India’s gigantic showbiz sector, Bollywood included, has yet to throw up a single female comic celebrity, who headlines shows, programmes or movies, or has a popular fan-base.
India’s gigantic showbiz sector, Bollywood included, has yet to throw up a single female comic celebrity, who headlines shows, programmes or movies, or has a popular fan-base. Why is it over the decades that men have monopolized this genre — from Gope, Johnny Walker, Kishore Kumar, Om Prakash, Dhumal, Mehmood, Rajendranath, Jagdeep, Asrani, Paintal, Shakti Kapoor .... Sometimes, Bollywood heroes have donned the comic hat — Amitabh in tons of corny films with Meenakshi Sheshadri and Jaya Prada in the 1980s, Dharamendra in Chupke Chupke, Amol Palekar in Golmaal and Meri Biwi ki Shaadi; Aamir and Salman Khan in Andaaz Apna Apna; Akshay Kumar and Salman in Mujhse Shaadi Karogi; Salman in Dabangg; Shahrukh Khan in Chennai Express; Abhishek Bachchan and John Abraham in Dostana — in a desire to extend and expand their scope and range. Does the showbiz establishment believe that women cannot be as funny as men, or is it the old tried and tested misogyny on overdrive?
Film Critic Saibal Chatterjee attributes to the 500 year old parampara and Indian tradition: “This hallowed belief cuts both ways. While the richness is there, the fixation of women having specific roles allocated to them — mother, sister, wife, daughter — and the uncompromising requirement of playing them out in letter and spirit remains sacrosanct and breaking out of these roles to play joker is unthinkable! While thriving in social media times and hitting all the digital platforms with abandon is cool, as is naughty jokes among close friends, to be openly brazen, free n’ frank and exhibit comic flair physically on a public platform – theater, TV, screen – is totally chhee chhee territory! Politically incorrect and shockingly inappropriate … Log kya kahenge? Kaun shaadi karega? (what will people say? Who will marry them?”)
Ace script writer Apurva Asrani (Shahid, Citylights, Aligarh) concurs: “Chatterjee is spot-on. We have this Mother India complex and to either break free or cut loose is … blasphemy! Interestingly, it’s not that we lack female comic talent. Hema Malani in Sholay and Seeta aur Geeta, and Sridevi in Chaalbaaz, Mr. India and tons of other movies, even Juhi Chawla, Moushumi Chatterjee (Angoor) and Kangana Ranaut (Queen, Tanu Weds Manu) have exhibited fine comic flair garnering audience appreciation, but conditioned chauvinistic and tunnel-viewed values have disallowed this exciting track to come center-stage and embrace a new category. So these remain patronizing token also-ran tracks, not to be taken too seriously. Sad, but true.”

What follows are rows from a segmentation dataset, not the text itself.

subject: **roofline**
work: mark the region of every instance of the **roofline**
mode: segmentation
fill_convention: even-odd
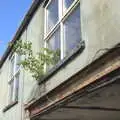
[[[24,30],[27,28],[28,24],[30,23],[30,20],[34,16],[35,12],[37,11],[39,5],[43,2],[44,0],[34,0],[32,3],[31,7],[29,8],[28,12],[26,13],[23,21],[21,22],[20,27],[17,29],[17,32],[15,33],[13,39],[11,42],[14,44],[16,40],[18,40],[21,36],[21,34],[24,32]],[[0,60],[0,68],[4,64],[5,60],[7,59],[9,53],[11,52],[13,48],[13,44],[7,47],[6,51],[4,52],[1,60]]]

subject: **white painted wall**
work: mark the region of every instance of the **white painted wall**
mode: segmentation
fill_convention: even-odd
[[[30,74],[21,71],[19,101],[11,109],[2,112],[8,104],[9,57],[4,62],[0,73],[0,120],[23,120],[23,107],[33,97],[38,98],[60,85],[76,72],[96,59],[106,48],[120,42],[120,1],[119,0],[81,0],[81,31],[86,47],[82,54],[63,67],[44,84],[37,85]],[[22,40],[30,40],[33,50],[43,47],[44,12],[40,7],[35,13]],[[97,51],[100,51],[97,53]],[[96,54],[97,53],[97,54]],[[35,92],[36,91],[36,92]]]

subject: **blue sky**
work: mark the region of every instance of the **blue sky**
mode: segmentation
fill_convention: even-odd
[[[32,0],[0,0],[0,56],[12,40]]]

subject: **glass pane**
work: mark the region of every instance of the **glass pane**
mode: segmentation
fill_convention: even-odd
[[[65,55],[80,43],[80,5],[64,22]]]
[[[12,57],[10,60],[10,76],[11,77],[14,75],[14,62],[15,62],[15,59],[14,57]]]
[[[75,0],[63,0],[64,12],[71,6]]]
[[[58,21],[58,0],[52,0],[47,7],[47,33]]]
[[[20,74],[17,74],[15,76],[15,101],[18,100],[18,92],[19,92],[19,75]]]
[[[60,29],[58,29],[47,42],[48,48],[51,50],[60,49]]]
[[[20,67],[19,63],[20,63],[20,56],[16,55],[16,72],[18,71],[18,69]]]
[[[48,49],[56,52],[56,55],[54,56],[54,63],[56,64],[60,60],[60,29],[58,29],[48,40],[47,47]],[[52,67],[53,65],[47,66],[47,70],[51,69]]]
[[[9,102],[13,102],[13,87],[14,87],[14,80],[11,80],[9,83]]]

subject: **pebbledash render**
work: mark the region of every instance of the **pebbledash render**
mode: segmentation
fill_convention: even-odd
[[[120,119],[120,0],[34,0],[0,61],[0,120]],[[17,40],[60,50],[38,81]]]

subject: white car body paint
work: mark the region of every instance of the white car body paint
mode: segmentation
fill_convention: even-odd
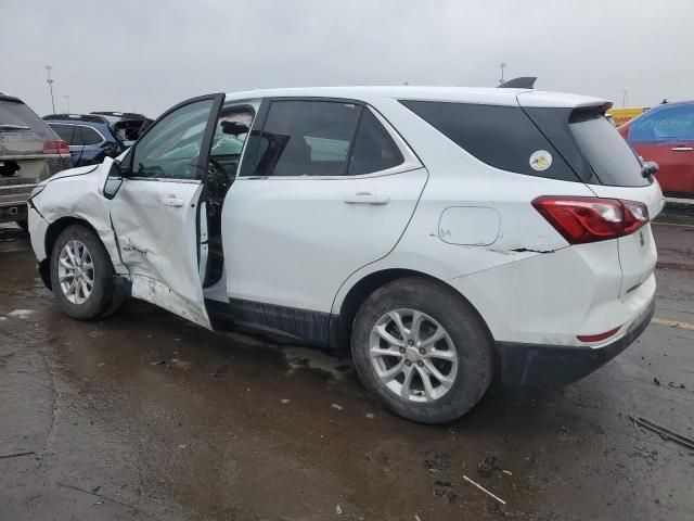
[[[412,152],[408,157],[412,167],[324,179],[237,178],[222,213],[226,295],[216,287],[214,292],[206,291],[209,297],[337,315],[349,291],[364,277],[408,269],[459,291],[496,341],[565,346],[587,345],[577,334],[617,325],[626,331],[652,301],[656,253],[647,225],[633,236],[569,246],[530,201],[540,195],[619,198],[645,202],[653,218],[663,204],[657,183],[589,186],[494,168],[399,101],[579,107],[604,100],[523,89],[355,87],[240,92],[228,94],[227,102],[267,97],[368,103],[382,123],[387,122],[386,128],[397,130],[398,143]],[[196,203],[200,185],[178,190],[179,183],[172,183],[178,190],[172,193],[167,183],[159,183],[154,192],[144,189],[141,194],[132,186],[118,194],[131,196],[130,208],[139,208],[139,214],[130,215],[99,194],[102,170],[77,177],[68,173],[52,178],[35,198],[40,216],[31,212],[29,223],[39,260],[46,258],[40,239],[46,223],[63,216],[85,219],[98,231],[116,271],[132,280],[133,296],[209,327],[196,245],[188,244],[195,237],[190,213],[176,223],[152,214],[152,228],[141,229],[150,203],[171,194],[185,204]],[[124,188],[134,182],[126,180]],[[381,198],[386,204],[350,202],[359,194]],[[479,227],[470,223],[480,218]],[[170,241],[175,225],[180,236]],[[172,279],[179,281],[177,291],[162,282]]]
[[[132,296],[211,328],[197,263],[202,189],[201,181],[124,179],[110,207]],[[169,206],[170,201],[176,205]]]
[[[51,252],[46,252],[44,236],[48,225],[64,217],[77,218],[88,223],[99,234],[118,275],[128,274],[128,269],[120,263],[116,239],[111,227],[108,201],[99,193],[103,182],[103,169],[106,164],[98,166],[82,166],[61,171],[47,181],[46,189],[33,199],[38,208],[30,212],[31,245],[38,260],[43,260]]]
[[[450,206],[438,221],[438,237],[448,244],[489,246],[500,232],[499,212],[484,206]]]

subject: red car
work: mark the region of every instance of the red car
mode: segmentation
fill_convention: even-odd
[[[658,105],[618,130],[644,161],[658,164],[666,195],[694,198],[694,101]]]

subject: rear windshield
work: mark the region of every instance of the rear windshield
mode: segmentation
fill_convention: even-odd
[[[41,134],[51,134],[43,120],[31,109],[16,101],[0,100],[0,125],[29,127]]]
[[[631,148],[602,114],[573,116],[569,128],[583,156],[602,185],[644,187],[641,163]]]

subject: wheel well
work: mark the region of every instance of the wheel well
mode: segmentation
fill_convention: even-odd
[[[85,228],[90,230],[92,233],[94,233],[94,236],[101,241],[101,238],[99,237],[99,233],[97,232],[94,227],[91,226],[85,219],[79,219],[77,217],[61,217],[60,219],[51,223],[48,229],[46,230],[46,238],[43,239],[43,245],[46,246],[46,257],[48,259],[51,258],[51,253],[53,253],[53,245],[55,244],[55,241],[57,241],[57,238],[61,234],[61,232],[65,228],[72,225],[83,226]]]
[[[333,329],[334,335],[332,343],[338,356],[351,356],[349,345],[351,340],[351,327],[361,304],[378,288],[393,282],[394,280],[403,279],[406,277],[420,277],[422,279],[427,279],[452,291],[448,284],[436,277],[432,277],[430,275],[413,269],[384,269],[382,271],[369,274],[357,282],[351,290],[349,290],[342,306],[339,307],[337,327],[331,328]]]

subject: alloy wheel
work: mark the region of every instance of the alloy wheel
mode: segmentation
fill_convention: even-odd
[[[87,302],[94,288],[94,263],[85,243],[65,243],[57,263],[57,278],[65,297],[73,304]]]
[[[381,382],[409,402],[434,402],[455,383],[453,341],[440,323],[415,309],[383,315],[371,330],[369,355]]]

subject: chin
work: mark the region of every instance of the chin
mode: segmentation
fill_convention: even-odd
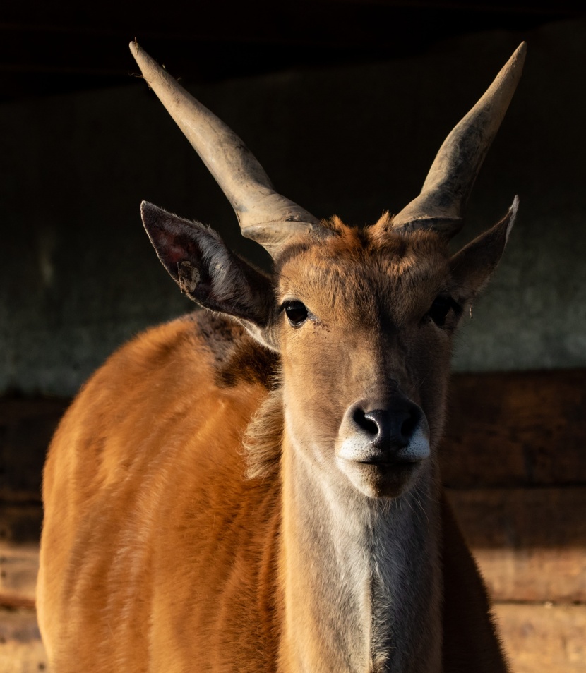
[[[352,485],[369,498],[397,498],[415,483],[421,463],[359,463],[337,459]]]

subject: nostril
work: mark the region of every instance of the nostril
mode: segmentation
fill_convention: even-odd
[[[378,426],[371,418],[366,416],[364,409],[357,408],[352,415],[352,420],[359,428],[365,430],[369,435],[376,437],[378,434]]]

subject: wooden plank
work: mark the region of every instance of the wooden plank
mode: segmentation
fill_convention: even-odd
[[[0,605],[34,607],[39,546],[0,543]]]
[[[586,487],[448,497],[494,598],[586,601]]]
[[[585,409],[586,370],[455,376],[444,483],[586,484]]]
[[[20,505],[0,503],[0,544],[38,542],[42,516],[40,503]]]
[[[586,605],[500,604],[495,613],[513,673],[586,672]]]
[[[48,668],[35,610],[0,608],[0,671],[39,673]]]

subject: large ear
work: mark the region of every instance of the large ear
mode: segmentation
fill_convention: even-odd
[[[496,268],[517,216],[515,196],[506,215],[492,229],[462,248],[450,260],[453,293],[460,303],[472,301],[486,285]]]
[[[237,318],[276,349],[269,278],[229,250],[215,231],[143,201],[143,223],[159,259],[181,292],[205,308]]]

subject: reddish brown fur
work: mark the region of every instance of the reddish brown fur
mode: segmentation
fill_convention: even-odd
[[[279,260],[277,303],[291,295],[319,317],[292,330],[280,315],[282,387],[276,356],[205,313],[140,336],[84,387],[44,472],[38,607],[54,673],[297,669],[284,641],[294,557],[282,521],[286,468],[275,469],[283,396],[297,436],[327,447],[361,394],[357,382],[386,389],[390,372],[425,411],[433,449],[443,426],[457,316],[442,330],[422,320],[439,292],[457,291],[447,248],[434,234],[388,225],[336,220],[337,236]],[[441,574],[450,586],[455,568],[470,578],[457,605],[446,598],[443,669],[504,670],[477,571],[441,516]],[[453,634],[476,614],[479,644],[462,653]],[[311,645],[316,662],[323,645]],[[369,671],[386,670],[379,654]]]

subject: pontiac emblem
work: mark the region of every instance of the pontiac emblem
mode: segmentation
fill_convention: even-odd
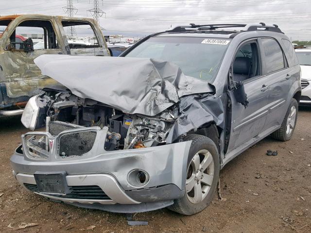
[[[49,145],[50,146],[50,152],[52,154],[53,153],[53,148],[54,147],[54,140],[55,139],[49,139]]]

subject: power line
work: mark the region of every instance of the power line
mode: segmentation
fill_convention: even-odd
[[[106,16],[106,13],[104,12],[103,10],[100,9],[99,7],[98,1],[99,0],[94,0],[94,8],[92,9],[90,9],[89,10],[87,10],[87,11],[90,12],[91,15],[93,16],[93,18],[94,20],[95,20],[98,24],[99,24],[99,19],[101,17],[102,17],[104,15]],[[104,5],[103,3],[103,0],[102,0],[102,3]]]
[[[72,0],[67,0],[67,5],[63,7],[63,9],[69,17],[72,17],[73,15],[75,15],[78,12],[78,9],[73,6]],[[68,33],[71,37],[76,35],[77,34],[76,28],[74,26],[69,26],[68,29]]]

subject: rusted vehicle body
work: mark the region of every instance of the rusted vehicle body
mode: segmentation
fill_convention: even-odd
[[[67,28],[81,25],[93,31],[97,42],[90,46],[70,46]],[[4,30],[0,35],[0,115],[21,114],[22,108],[31,97],[39,94],[40,88],[55,84],[53,80],[42,75],[34,63],[34,59],[40,55],[110,55],[103,33],[92,19],[13,15],[0,17],[0,27]],[[40,29],[44,35],[44,49],[31,49],[31,40],[27,42],[28,47],[21,46],[25,41],[18,40],[18,31],[33,31],[34,29]]]

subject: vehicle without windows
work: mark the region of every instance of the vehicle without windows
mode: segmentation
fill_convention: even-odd
[[[301,99],[299,105],[311,106],[311,50],[295,50],[301,68]]]
[[[234,30],[242,28],[242,30]],[[300,68],[276,25],[178,27],[119,57],[42,55],[62,85],[32,98],[11,158],[24,187],[107,211],[204,209],[220,170],[265,137],[293,136]]]
[[[89,41],[69,40],[65,32],[77,27]],[[0,17],[0,116],[20,115],[28,100],[56,83],[42,75],[34,59],[42,54],[109,56],[99,26],[93,19],[41,15]],[[85,30],[85,32],[86,31]],[[34,43],[33,41],[37,42]],[[57,59],[57,58],[56,58]]]

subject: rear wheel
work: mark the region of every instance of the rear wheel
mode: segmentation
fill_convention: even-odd
[[[205,136],[189,134],[192,140],[188,157],[185,195],[169,209],[185,215],[204,210],[215,194],[219,178],[219,157],[214,142]]]
[[[293,99],[283,120],[281,128],[272,133],[271,136],[276,139],[283,141],[288,141],[292,138],[296,127],[297,113],[298,103],[296,100]]]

Also, Asrani suggests that in recent times, with cheap adult comedies (Welcome, No Entry and Kya Kool Hai Hum) making the rounds, female funnies are out of sync and have little space.
Indian-born, bred and buttered New York-based female comedian Radhika Vaz brings her own comic spin to the debate. Wowing New York’s male-dominated comedy circuit with sexually frank, irreverent, female howlers, Vaz seems to have cracked the glass ceiling and attracted fans galore.
Stalking the stage, she unleashes one gem after another … “I believe that the number one reason for a woman to walk away from a spontaneous sexual encounter is … untended body hair. Anywhere — and we all know we have loads of nooks and crannies for it!” This in-your-face, funny, naughty exploration of what it is like to be a woman, in a funny, ribald fashion, has drawn US audiences. Can it work here, in similar fashion? A niche, elite, anglicized and westernized, metro-centric audience, perhaps, but its appeal is doubtful across the wider spectrum of Indian society. Chhee chhee, ganda, so ghatiya! Kitni besharam hai, yeh aurat! (Tut, tut, dirty, so cheap, how smaless is this woman).
Vaz believes that it’s about “every behavorial pattern women have been told to avoid. Proving to the world that being funny is not ladylike and won’t get us a man; being demure, quiet and allowing them to think they are the funniest guys in the room, will.”
So, there you are. Be it the wisecracks in Comedy Nights with Kapil, where women are the butt of all jokes, not the driving force, and males (Gutthi) play women with crass, broad strokes to an audience begging for more — or the super-fat Bharati (shades of yesteryears Tun Tun and Manorama?) doing her number — comedy nights are strictly a men only affair. Ellen? Tina Fey? Sarah Silverman? Whoopee Goldberg? In mainstream Indian showbiz platforms? That would be a real joke.